Os eixos, solidarizados no bloco pela oxidação, tiveram sucessivos choques térmicos na tentativa de fazerem girar e serem retirados. Outras partes antes móveis, agora sofreram pesada agressão física para aceitarem o temporário divórcio. 

C Muller 1119993ba

Alguns teimosos e corroídos parafusos (cinza) e eixos (preto)

 

C Muller 1119993n

Parafusos fixadores de biela, ao lado de pequeno palito de fósforos

 

Mais uns dez dias de longas jornadas, com a oficina tomada por dezenas de ferramentas, vários recipientes contendo solventes específicos (ácido removedor (Remox), fosfatizante, querosene, desengripante,...) com peças mergulhadas (tal um buffet de sopas).

Com o lixeiro cheio de papéis-toalha imundos e luvas de procedimento rompidas, as mãos e dedos feridos, iniciei a montagem...

C Muller 1119993g

Algumas peças do cabeçote (fronte)

 

A decorrência axiomática então se fez presente: as peças desoxidadas (limpas) não mais encaixam!   As engrenagens encolheram seus dentes, os mancais folgaram seus eixos, cames liberaram seus pinos, barras trapezoidais não deslizavam mais nos trilhos encolhidos,...

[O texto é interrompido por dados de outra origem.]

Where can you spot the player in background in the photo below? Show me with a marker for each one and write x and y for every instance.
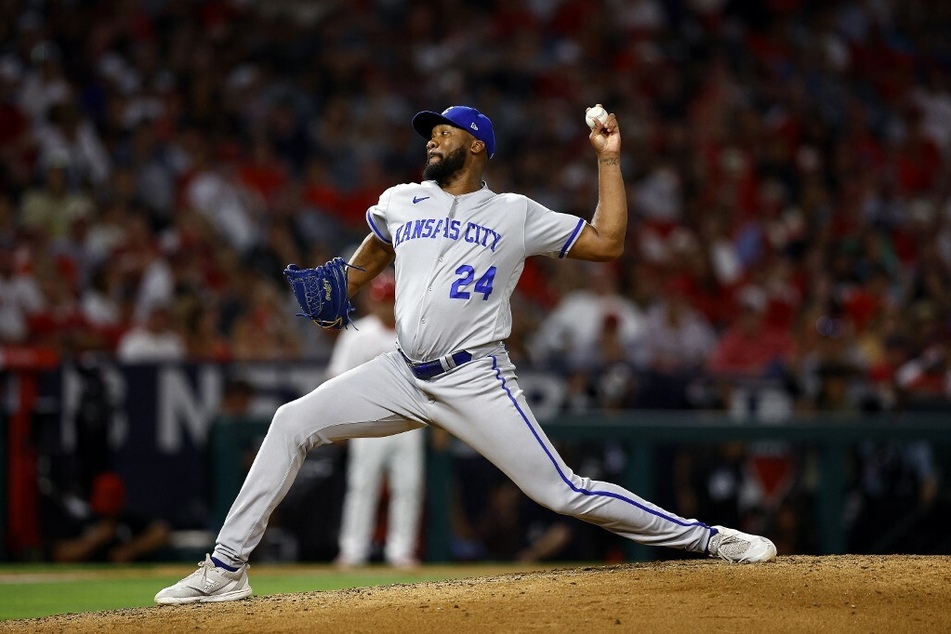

Mas, sempre que o manto do desânimo e do cansaço ameaçava tolher-me o devotamento, eu lembrava de seu derradeiro sussurro e assim, andava sempre mais um passo.

A adaptação de todas as peças mereceu um trabalho específico e exclusivo para cada uma. Algumas preenchidas, outras desbastadas, alterados encaixes, ângulos, roscas,...

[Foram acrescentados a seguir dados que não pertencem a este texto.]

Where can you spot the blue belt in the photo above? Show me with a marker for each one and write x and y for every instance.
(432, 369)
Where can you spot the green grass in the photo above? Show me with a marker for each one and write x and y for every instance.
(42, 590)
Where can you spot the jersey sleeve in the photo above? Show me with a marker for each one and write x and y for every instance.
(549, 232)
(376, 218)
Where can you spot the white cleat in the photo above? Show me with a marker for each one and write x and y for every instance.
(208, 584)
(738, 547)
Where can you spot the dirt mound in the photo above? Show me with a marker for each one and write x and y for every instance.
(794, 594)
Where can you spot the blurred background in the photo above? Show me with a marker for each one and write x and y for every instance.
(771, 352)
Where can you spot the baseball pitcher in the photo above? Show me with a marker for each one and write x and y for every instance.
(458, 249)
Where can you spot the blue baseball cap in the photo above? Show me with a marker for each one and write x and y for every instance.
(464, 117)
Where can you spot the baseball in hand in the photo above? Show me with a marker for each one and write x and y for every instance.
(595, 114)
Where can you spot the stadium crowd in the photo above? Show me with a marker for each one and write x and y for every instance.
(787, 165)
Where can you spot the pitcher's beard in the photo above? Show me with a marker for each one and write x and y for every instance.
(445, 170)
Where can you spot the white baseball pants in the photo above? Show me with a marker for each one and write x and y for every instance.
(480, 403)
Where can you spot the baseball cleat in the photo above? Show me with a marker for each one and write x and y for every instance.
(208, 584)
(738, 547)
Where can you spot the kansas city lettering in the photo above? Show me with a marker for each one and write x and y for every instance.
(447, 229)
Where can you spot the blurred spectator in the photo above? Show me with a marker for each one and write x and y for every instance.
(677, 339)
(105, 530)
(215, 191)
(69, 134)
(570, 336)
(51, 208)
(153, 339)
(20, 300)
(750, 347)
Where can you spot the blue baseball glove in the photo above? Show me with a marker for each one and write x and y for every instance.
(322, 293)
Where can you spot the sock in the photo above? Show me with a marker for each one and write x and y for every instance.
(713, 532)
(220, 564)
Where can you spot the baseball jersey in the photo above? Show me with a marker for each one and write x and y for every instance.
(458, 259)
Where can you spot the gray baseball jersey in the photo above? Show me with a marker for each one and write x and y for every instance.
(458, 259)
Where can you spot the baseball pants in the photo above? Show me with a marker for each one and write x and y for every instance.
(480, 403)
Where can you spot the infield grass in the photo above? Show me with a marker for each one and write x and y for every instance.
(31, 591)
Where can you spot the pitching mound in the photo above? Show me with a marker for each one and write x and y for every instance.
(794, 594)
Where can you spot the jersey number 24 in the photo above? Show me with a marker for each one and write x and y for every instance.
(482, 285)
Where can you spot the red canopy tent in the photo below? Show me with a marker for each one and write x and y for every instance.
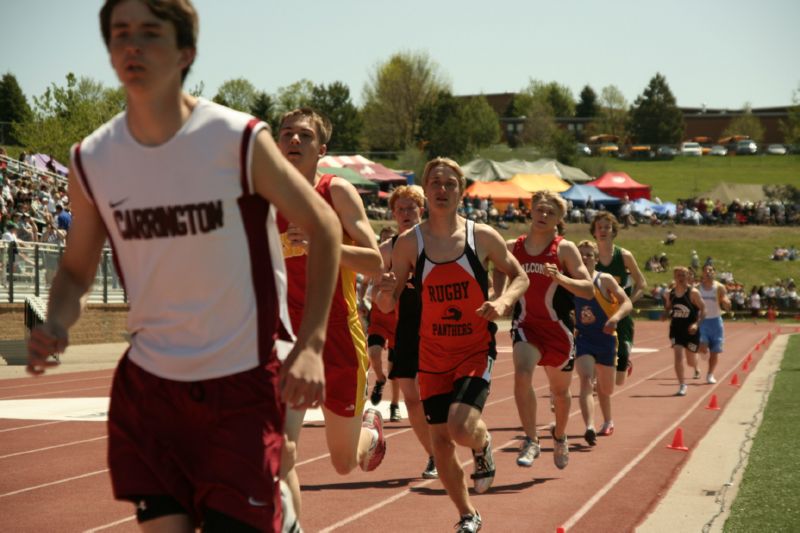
(618, 184)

Muitos parafusos foram refeitos e, como já citado, as roscas antigas são atualmente incompatíveis, assim como suas “cabeças”, seus “pescoços”, encaixes,...

C Muller 1119993f

Restaurando os dentes impelentes

 

Algumas peças foram “adaptadas”, retiradas de máquinas doadoras (sucatas), outras foram “inventadas” a partir de inusitados componentes, como o fixador da mesa metálica na base de madeira, construido com um pedaço de agulha veterinária, arruela vedante e a ponta de parafuso inoxidável, unidos com resina epóxi.

C Muller 1119993i

Fixador da base na mesa

 

A base de madeira não fugiu à regra do quebra cabeças, pois foi executada a partir de nove pedaços de diversas outras sucatas. Um bom “olho clínico” poderá identificar a colcha de retalhos, finalmente estruturada e funcional.

A raríssima e linda manopla de louça, também foi doação de outra moribunda.

C Muller 1119993k

Enfim, após muitas voltas de nossa Terra mãe, eis que surge, ao rufar dos tambores surdos e dos moucos clarins, a tão almejada e nobre rainha Clementina (do latim: “a pequena graciosa”).

Seu coração pulsa mais que o meu, gira solene, rompe o silêncio noturno num farfalhar metálico, quiçá por mais um século.

C Muller 1119993l  

Imponente, majestosa faz pose, dilacera o protocolo e é ela o próprio cerimonial (Clemens Muller 111.993ª).